Client No. 9 has 86ed his lawsuit.
After quietly suing a former gal-pal over fraud and extortion charges, former Gov. Eliot Spitzer just as quietly dropped the claim.
Spitzer, 57, abandoned the lawsuit against former Russian hooker Svetlana Zakharova Travis just two months after he went to court over her alleged threats to “ruin his life” if he did not meet her demands to shower her with money and cash.
Spitzer, in the lawsuit, accused Travis of contacting one of his daughters via social media to reveal false details of their encounters.
The suit sought unspecified damages for “claims of common law fraud, fraudulent inducement and unjust enrichment.”
But Spitzer apparently decided not to follow through.
“Eliot Spitzer, by and through his attorneys, hereby discontinues the above-entitled action without prejudice and without costs to either party as against the other,” the withdrawal notice says.
The suit also details Spitzer’s version of events regarding a Valentine’s Day clash with Travis in a $1,000-a-night hotel suite at The Plaza.
Spitzer was briefly investigated by the NYPD after the woman called 911 and claimed that Spitzer had choked her.
Spitzer’s suit said that Travis “demanded” the meeting and “became enraged when Mr. Spitzer told her that he did not wish to maintain any relationship with her, that he did not intend to give her more property, and that he intended to end all contact.

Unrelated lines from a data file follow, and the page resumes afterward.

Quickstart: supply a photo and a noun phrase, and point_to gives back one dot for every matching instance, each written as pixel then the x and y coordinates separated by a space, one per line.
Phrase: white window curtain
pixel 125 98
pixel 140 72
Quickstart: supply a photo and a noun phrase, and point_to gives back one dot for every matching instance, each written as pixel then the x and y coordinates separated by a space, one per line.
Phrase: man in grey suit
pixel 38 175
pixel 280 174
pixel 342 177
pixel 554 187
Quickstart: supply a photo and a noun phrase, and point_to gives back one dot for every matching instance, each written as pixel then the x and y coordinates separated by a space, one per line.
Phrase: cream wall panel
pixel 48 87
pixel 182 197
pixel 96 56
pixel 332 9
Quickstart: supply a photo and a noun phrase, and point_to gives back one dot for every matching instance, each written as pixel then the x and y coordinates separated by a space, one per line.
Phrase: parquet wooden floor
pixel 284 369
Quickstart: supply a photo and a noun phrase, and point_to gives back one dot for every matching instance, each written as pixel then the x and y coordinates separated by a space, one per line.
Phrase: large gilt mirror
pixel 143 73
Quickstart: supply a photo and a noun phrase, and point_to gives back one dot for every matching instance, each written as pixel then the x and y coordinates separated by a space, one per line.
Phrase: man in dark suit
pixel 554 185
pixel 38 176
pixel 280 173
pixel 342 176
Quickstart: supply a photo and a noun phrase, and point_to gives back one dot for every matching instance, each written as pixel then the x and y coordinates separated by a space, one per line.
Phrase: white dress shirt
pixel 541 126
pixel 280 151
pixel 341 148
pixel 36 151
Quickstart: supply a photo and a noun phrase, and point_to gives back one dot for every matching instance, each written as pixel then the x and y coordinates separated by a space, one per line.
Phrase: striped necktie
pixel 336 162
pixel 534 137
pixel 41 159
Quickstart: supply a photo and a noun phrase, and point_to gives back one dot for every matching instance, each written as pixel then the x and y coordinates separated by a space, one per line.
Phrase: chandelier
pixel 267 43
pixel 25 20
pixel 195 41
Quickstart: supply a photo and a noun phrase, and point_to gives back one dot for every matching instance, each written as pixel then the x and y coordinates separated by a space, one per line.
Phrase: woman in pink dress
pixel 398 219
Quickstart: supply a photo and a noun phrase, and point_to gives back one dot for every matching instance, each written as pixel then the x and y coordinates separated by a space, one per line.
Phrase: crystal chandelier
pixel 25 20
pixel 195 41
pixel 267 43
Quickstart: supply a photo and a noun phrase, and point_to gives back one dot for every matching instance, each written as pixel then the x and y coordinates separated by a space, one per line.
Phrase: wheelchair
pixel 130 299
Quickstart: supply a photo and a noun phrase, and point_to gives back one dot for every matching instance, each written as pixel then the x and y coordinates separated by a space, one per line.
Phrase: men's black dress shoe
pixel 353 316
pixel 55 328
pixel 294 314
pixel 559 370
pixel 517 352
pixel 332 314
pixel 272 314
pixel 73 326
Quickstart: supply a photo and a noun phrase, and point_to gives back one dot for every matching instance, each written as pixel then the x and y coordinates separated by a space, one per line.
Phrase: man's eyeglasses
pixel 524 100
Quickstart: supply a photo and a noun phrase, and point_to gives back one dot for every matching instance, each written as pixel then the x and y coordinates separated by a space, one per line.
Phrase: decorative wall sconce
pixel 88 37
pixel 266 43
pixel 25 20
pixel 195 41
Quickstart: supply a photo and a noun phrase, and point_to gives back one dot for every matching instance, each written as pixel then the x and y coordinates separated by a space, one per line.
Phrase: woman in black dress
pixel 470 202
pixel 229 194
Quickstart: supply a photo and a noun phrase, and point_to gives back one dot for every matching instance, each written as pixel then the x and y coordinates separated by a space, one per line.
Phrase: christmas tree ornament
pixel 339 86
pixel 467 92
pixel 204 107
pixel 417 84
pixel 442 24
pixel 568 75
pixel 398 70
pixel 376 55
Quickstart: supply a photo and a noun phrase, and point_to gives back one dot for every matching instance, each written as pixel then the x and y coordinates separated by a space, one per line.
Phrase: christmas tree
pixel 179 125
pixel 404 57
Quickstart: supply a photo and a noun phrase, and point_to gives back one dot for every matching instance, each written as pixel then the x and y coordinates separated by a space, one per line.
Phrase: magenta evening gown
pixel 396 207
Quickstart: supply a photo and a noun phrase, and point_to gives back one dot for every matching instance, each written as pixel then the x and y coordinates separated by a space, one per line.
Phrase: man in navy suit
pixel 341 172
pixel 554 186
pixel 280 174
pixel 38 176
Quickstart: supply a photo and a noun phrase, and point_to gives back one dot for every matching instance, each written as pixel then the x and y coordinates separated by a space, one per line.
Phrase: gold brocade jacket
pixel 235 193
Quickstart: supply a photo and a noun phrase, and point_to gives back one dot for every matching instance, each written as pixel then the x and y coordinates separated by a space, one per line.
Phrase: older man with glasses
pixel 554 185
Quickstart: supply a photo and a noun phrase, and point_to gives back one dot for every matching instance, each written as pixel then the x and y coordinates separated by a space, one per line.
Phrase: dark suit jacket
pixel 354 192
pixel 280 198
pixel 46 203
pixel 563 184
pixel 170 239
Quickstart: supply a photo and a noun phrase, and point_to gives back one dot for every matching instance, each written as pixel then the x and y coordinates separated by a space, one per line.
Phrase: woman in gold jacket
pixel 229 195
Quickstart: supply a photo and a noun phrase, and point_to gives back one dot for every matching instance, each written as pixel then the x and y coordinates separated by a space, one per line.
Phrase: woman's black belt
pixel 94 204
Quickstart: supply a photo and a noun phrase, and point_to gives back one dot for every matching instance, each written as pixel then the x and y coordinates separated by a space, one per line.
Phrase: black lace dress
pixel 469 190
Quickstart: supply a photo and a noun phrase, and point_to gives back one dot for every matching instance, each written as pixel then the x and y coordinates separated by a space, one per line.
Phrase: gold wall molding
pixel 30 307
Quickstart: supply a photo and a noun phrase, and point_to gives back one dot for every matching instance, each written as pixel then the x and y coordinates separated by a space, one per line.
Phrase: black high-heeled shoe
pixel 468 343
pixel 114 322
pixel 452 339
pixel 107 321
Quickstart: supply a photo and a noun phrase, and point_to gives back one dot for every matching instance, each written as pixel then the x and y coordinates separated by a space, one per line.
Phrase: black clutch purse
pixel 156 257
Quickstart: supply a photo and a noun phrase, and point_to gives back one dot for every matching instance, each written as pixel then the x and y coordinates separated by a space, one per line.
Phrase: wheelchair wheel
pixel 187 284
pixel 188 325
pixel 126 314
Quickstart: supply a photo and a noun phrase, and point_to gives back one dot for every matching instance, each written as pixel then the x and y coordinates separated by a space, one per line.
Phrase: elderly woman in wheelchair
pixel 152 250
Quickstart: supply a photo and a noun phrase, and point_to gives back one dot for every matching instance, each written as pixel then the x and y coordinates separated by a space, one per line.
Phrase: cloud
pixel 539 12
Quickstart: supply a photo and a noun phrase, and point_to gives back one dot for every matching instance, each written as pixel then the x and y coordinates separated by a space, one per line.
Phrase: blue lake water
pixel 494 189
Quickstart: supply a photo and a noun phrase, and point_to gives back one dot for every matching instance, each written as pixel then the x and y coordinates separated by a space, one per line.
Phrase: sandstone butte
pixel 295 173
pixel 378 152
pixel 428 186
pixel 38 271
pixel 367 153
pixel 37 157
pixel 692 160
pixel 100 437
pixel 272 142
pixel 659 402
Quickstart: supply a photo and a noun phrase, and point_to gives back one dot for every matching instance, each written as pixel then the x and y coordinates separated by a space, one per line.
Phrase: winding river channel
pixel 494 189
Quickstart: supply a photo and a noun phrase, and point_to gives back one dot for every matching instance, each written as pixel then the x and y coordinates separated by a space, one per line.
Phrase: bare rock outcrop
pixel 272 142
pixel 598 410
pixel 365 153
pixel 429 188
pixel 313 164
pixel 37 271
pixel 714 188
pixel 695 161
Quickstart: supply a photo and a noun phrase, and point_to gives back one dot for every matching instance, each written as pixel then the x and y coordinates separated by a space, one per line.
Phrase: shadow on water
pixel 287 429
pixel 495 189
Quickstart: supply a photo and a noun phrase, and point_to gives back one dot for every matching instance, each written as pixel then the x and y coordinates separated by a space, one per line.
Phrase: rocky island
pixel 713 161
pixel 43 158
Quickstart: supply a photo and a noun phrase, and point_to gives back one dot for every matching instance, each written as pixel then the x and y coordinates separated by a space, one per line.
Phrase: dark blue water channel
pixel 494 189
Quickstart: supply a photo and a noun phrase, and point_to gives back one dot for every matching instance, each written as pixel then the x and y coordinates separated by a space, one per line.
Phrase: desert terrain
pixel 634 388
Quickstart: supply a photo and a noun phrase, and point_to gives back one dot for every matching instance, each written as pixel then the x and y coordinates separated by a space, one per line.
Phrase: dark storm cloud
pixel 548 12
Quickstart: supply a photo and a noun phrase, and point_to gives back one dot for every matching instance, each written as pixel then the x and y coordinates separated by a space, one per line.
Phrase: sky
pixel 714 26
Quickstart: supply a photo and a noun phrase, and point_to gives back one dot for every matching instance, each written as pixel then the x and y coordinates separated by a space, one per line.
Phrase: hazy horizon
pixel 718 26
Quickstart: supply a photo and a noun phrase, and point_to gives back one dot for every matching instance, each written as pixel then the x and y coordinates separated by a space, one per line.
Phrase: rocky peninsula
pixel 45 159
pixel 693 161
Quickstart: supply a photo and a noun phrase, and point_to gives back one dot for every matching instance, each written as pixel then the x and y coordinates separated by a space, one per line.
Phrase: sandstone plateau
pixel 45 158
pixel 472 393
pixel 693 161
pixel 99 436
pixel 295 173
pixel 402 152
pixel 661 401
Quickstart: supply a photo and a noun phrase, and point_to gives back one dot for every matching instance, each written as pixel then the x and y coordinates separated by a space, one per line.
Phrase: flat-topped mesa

“At that time she became extremely emotional, threatened self-harm, and made superficial cuts on her arm. She dialed 911 and said she was having a breakdown and had cut herself. She then called 911 again and sought to cancel her prior call to 911.”
Spitzer’s political career famously imploded in 2008 after he was linked to a prostitution scandal just 14 months into his term as governor and was dubbed the “Luv Gov.”
Before that, he was the state’s hard-charging attorney general, earning the more flattering “Sheriff of Wall Street” nickname.